If all tools are categorized as ‘B’ in a review, the COSMIN guidelines suggests that the measurement instrument “with the best evidence for content validity could be the one to be provisionally recommended for use, until further evidence is provided” [34]. In accordance with this suggestions, the use of the RITES tool [47] as an provisionally solution might therefore be justified until more research on this topic is available. However, users should be aware of its limitations, as described above.

Implication for future research

This study affirms and supplements what is already known from previous reviews [9, 12, 1418]. The heterogeneity of characteristics of tools included in those reviews was also observed in the present review. Although Dyrvig et al. [16] did not assess the measurement properties of available tools, they reported a lack of empirical support of items included in measurement tools. The authors of previous reviews could not recommend a measurement tool. Although their conclusions were mainly based on descriptive analysis rather than the assessment of quality of the tools, the conclusion of the present systematic review is consistent with them.

One major challenge on this topic is the serious heterogeneity regarding the terminology, criteria and guidance to assess the external validity of RCTs. Development of new tools and/or further revision (and validation) of available tools may not be appropriate before consensus-based standards are developed. Generally, it may be argued whether these methods to assess the external validity in systematic reviews of interventions are suitable [9, 12]. The experimental/statistical methods presented in Table 1 may offer a more objective approach to evaluate the external validity of RCTs. However, they are not feasible to implement in the conduction of systematic reviews. Furthermore, they focus mainly on the characteristics and generalizability of the study populations, which is insufficient to assess the external validity of clinical trials [109], since they do not consider other relevant dimensions of external validity such as intervention settings or treatment variables etc. [4, 109].

The methodological possibilities in tool/scale development and validation regarding this topic have not been exploited, yet. More than 20 years ago, there was no consensus regarding the definition of quality of RCTs. In 1998, Verhagen et al. [110] performed a Delphi study to achieve consensus regarding the definition of quality of RCTs and to create a quality criteria list. Until now, these criteria list has been a guidance in tool development and their criteria are still being implemented in methodological quality or risk of bias assessment tools (e.g. the Cochrane Collaboration risk of bias tool 1 & 2.0, the Physiotherapy Evidence Database (PEDro) scale etc.). Consequently, it seems necessary to seek consensus in order to overcome the issues regarding the external validity of RCTs in a similar way. After reaching consensus, further development and validation is needed following standard guidelines for scale/tool development (e.g. de Vet et al. [106]; Streiner et al. [111]; DeVellis [112]). Since the assessment of external validity seems highly context-dependent [9, 12], this should be taken into account in future research. A conventional checklist approach seems inappropriate [9, 12, 109] and a more comprehensive but flexible approach might be necessary. The experimental/statistical methods (Table 1) may offer a reference standard for convergent validity testing of the dimension “patient population” in future research.

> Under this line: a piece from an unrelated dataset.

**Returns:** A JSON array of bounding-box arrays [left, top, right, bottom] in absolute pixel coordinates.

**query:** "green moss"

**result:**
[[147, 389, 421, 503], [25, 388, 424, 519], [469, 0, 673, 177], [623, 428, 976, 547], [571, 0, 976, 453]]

This review has highlighted the necessity for more research in this area. Published studies and evaluation tools are important sources of information and should inform the development of a new tool or approach.

Strengths and limitations

One strength of the present review is the two-phase search method. With this method we believe that the likelihood of missing relevant studies was addressed adequately. The forward citation tracking using Scopus is another strength of the present review. The quality of the included measurement tools was assessed with an adapted and comprehensive methodology (COSMIN). None of the previous reviews has attempted such an assessment.

There are some limitations of the present review. First, a search for grey literature was not performed. Second, we focused on RCTs only and did not include assessment tools for non-randomized or other observational study design. Third, due to heterogeneity in terminology, we might have missed some tools with our electronic literature search strategy. Furthermore, it was challenging to find studies on measurement properties of some included tools, that did not have a specific name or abbreviation (such as EVAT). We tried to address this potential limitation by performing a comprehensive reference screening and snowballing (including forward citation screening).


Based on the results of this review, no available measurement tool can be fully recommended for the use in systematic reviews to assess the external validity of RCTs. Several steps are required to overcome the identified difficulties before a new tool is developed or available tools are further revised and validated.

Availability of data and materials

All data generated or analyzed during this study are included in this published article (and its supplementary information files).



 Critical Appraisal Skills Programme


 Cochrane Collaboration Back Review Group


controlled clinical trial


COnsensus based Standards for the selection of health Measurement Instruments


Effective Public Health Practice Project


External Validity Assessment Tool


Feasibility, Appropriateness, Meaningfulness and Effectiveness


Graphical Appraisal Tool for Epidemiological Studies


Generalizability, Applicability and Predictability


Grading of Recommendations Assessment, Development and Evaluation


Health Technology Assessment


intraclass correlation


Let Evidence Guide Every New Decision


National Institute for Health and Care Excellence


Physiotherapy Evidence Database


PRagmatic Explanatory Continuum Indicator Summary


randomized controlled trial


Rating of Included Trials on the Efficacy-Effectiveness Spectrum


Transparent Reporting of Evaluations with Nonrandomized Designs


U.S. Preventive Services Task Force


  1. Bastian H, Glasziou P, Chalmers I. Seventy-five trials and eleven systematic reviews a day: how will we ever keep up? PLoS Med. 2010;7:e1000326.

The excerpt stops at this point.